The symmetry axis of a cube corner is a vector that trisects the structure, forming an equal angle with all three cube faces. In the aforementioned truncated cubes of Stamm, the symmetry axis is normal to the equilateral base triangle and the cubes are considered to have no cant or tilt. The nomenclature “forward canting” or “positive canting” has been used in the cube corner arts to describe truncated cube corner elements canted in a manner that increases only one base triangle included angle relative to 60°. Conversely, the nomenclature “backward canting” or “negative canting” has been used in the cube corner arts to describe cube corner elements canted in a manner that increases two of the included angles of the base triangle relative to 60°. See U.S. Pat. No. 5,565,151 (Nilsen) and U.S. Pat. No. 4,588,258 (Hoopman). Canting of PG cube corner elements is described in U.S. Pat. No. 6,015,214 (Heenan et al.).
Canting cube corner elements either backward or forward enhances entrance angularity. Full cube corner elements have a higher total light return than truncated cube corner elements for a given amount of cant, but the full cubes lose total light return more rapidly at higher entrance angles. One benefit of full cube corner elements is higher total light return at low entrance angles, without substantial loss in performance at higher entrance angles.
A common method for improving the uniformity of total light return (TLR) with respect to orientation is tiling, i.e. placing a multiplicity of small tooling sections in more than one orientation in the final production, as described for example in U.S. Pat. No. 4,243,618 (Van Arnam), U.S. Pat. Nos. 4,202,600; and 5,936,770 (Nestegard et al.). Tiling can be visually objectionable. Further, tiling increases the number of manufacturing steps in making the tooling employed for manufacture of the sheeting.
In addition to being concerned with the TLR, the performance of retroreflective sheeting also relates to the observation angularity or divergence profile of the sheeting. This pertains to the spread of the retroreflected light relative to the source, i.e. typically, vehicle headlights. The spread of retroreflected light from cube corners is dominated by effects including diffraction, polarization, and non-orthogonality. For this purpose, it is common to introduce angle errors such as described in Table 1 of column 5 of U.S. Pat. No. 5,138,488 (Szczech).

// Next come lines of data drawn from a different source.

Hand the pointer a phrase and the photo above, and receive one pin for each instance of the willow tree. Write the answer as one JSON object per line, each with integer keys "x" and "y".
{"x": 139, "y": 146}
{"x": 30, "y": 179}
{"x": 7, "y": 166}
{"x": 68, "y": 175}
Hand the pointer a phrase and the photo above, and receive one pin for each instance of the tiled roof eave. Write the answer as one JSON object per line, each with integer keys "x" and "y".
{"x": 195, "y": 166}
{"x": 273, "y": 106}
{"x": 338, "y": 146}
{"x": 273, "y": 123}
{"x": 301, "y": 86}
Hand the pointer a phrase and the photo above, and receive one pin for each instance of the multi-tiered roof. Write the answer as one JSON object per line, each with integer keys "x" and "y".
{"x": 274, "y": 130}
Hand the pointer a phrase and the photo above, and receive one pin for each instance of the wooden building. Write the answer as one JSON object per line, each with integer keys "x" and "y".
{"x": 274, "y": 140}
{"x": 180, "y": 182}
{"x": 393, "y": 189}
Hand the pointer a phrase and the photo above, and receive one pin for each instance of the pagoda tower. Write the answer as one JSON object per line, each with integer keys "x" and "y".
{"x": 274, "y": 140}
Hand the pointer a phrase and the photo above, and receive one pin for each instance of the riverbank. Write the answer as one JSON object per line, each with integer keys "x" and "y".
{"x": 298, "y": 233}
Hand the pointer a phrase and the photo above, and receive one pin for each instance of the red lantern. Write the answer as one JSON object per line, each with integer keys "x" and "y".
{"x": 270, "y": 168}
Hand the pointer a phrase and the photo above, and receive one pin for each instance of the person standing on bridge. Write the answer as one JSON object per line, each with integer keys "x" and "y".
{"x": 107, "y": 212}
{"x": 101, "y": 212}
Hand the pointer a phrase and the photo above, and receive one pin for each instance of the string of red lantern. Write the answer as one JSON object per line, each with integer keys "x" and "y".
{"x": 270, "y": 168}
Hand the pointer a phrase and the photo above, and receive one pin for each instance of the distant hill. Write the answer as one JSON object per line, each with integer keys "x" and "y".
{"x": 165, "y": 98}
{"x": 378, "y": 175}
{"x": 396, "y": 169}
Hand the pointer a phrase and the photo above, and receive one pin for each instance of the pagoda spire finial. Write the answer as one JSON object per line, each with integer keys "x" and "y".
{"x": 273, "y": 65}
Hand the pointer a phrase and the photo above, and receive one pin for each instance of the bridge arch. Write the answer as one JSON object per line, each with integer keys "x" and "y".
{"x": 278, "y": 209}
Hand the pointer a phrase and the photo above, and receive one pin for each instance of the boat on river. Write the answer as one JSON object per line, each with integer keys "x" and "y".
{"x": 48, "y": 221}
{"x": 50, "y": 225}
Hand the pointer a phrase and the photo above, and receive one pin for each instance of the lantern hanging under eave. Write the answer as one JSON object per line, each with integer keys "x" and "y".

Similarly, Example 1 of EP 0 844 056 A1 (Mimura) describes a fly cutting process in which the bottom angles of V-shaped grooves formed with a diamond cutting tool were slightly varied in regular order, three types of symmetrical V-shaped grooves having depths of 70.6 μm, 70.7 μm and 70.9 μm were successively and repeatedly cut at a repeating pitch of 141.4 μm in a direction perpendicular to the major surfaces of the sheets. Thus, a series of successive roof-shaped projections having three different vertical angles of 89.9°, 90.0°, and 91.0° in a repeating pattern were formed on one edge of the sheets.
Although the art describes a variety of retroreflective designs and their measured or calculated retroreflective performance; industry would find advantage in retroreflective sheeting having new cube corner optical designs and methods of manufacturing, particularly those features that contribute to improved performance and/or improved manufacturing efficiencies.